I recently finished reading through , and it wasn't exactly a romp, let me tell you. I bought it while visiting the homes of American literary figures in New England a few years back. Frost at one of Robert Frost's houses. Dickinson, in Amherst. Longfellow in Cambridge. And Emerson - at his home in Concord. And once having bought, I had to read.
I call him a "man before the verge" because he seems to be writing just before so many very important changes came about in how we see the world. He was, I suppose, the epitome, the pinnacle perhaps, of pre-industrial, pre-scientfic American thought. And yet his writing resonates still across our intellectual landscape. Reading his essays, one can spot forerunners of the cults of rugged individualism and that of the counterculture.
From "Self Reliance":
- Travelling is a fool's paradise.
- Insist on yourself; never imitate.
- Society never advances. It recedes as fast on one side as it gains on the other.
- The civilized man has built a coach, but has lost the use of his feet.
- There is no more deviation in the moral standard than in the standard of height or bulk.
- Society is a wave. The wave moves onward, but the water of which it is composed does not.
- And so the reliance on Property, including the reliance on government which protects it, is the want of self-reliance.
A time travel book I would love to read would follow Ralph Waldo Emerson through the 20th Century. What would he think of Darwin? Of Freud? Of Marx. Of war, he wrote, War educates the senses, calls into action the will, perfects the physical constitution, brings men into such swift and close collision in critical moments that man measures man. What would he think of the First World War? The Second? How would he have responded to the 20's, the 30's? To television, and space? How would he have responded to President Barack Obama?
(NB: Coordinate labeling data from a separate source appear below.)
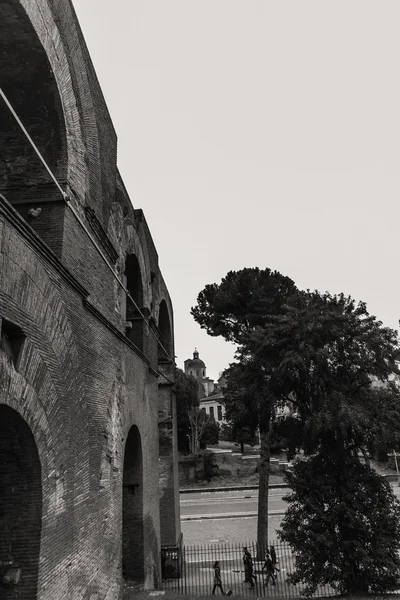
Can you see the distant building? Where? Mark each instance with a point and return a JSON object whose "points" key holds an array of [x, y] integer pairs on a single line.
{"points": [[212, 400]]}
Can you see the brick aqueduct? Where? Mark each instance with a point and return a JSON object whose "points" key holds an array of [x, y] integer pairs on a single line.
{"points": [[88, 477]]}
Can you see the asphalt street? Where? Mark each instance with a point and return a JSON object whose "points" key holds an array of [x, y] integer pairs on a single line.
{"points": [[236, 503], [210, 517]]}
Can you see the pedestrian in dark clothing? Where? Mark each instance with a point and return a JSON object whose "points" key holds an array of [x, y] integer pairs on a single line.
{"points": [[217, 578], [273, 558], [248, 568], [269, 569]]}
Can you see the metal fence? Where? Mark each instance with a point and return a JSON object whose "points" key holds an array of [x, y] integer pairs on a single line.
{"points": [[189, 570]]}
Here is Emerson, writing on "Race" in 1856:
We anticipate in the doctrine of race something like that law of physiology that whatever bone, muscle, or essential organ is found in one healthy individual, the same part or organ may be found in or near the same place in its congener; and we look to find in the son every mental and moral property that existed in the ancestor. In race, it is not the broad shoulders, or litheness, or stature that give advantage, but a symmetry that reaches as far as to wit...
It is race, is it not, that puts the hundred millions of India under the dominion of a remote island in the north of Europe? Race avails much, if that be true which is alleged, that all Celts are Catholics and all Saxons are Protestants; that Celts love unity of power, and Saxons the representative principle. Race is a controlling influence in the Jew, who, for two millenniums, under every climate, has preserved the same character and employments. Race in the negro is of appalling importance.
Appalling importance. Ralph Waldo Emerson was an abolitionist, a supporter of John Brown. He gave an oration in 1858 for the relief of John Brown's family, two weeks before Brown was hanged for the raid at Harper's Ferry. His admiration for Brown stems from Brown's willingness to stand for and die for something in which he believed. But he says nothing about the people for whose freedom John Brown lived and died.
Emerson, in spite of his principled stand for the independence of the mind, for "self-reliance" in all things, could not divorce himself from the accepted validity of the theory of race which predominated European/American thinking at the time and which, thanks in part to the preeminence of Emerson in intellectual circles, continued to predominate for generations after the Civil War. I didn't find this quote among the essays I read, but I wonder if and when he ever changed his mind on his initial presumption that Africans "did not exceed the sagacity of an elephant."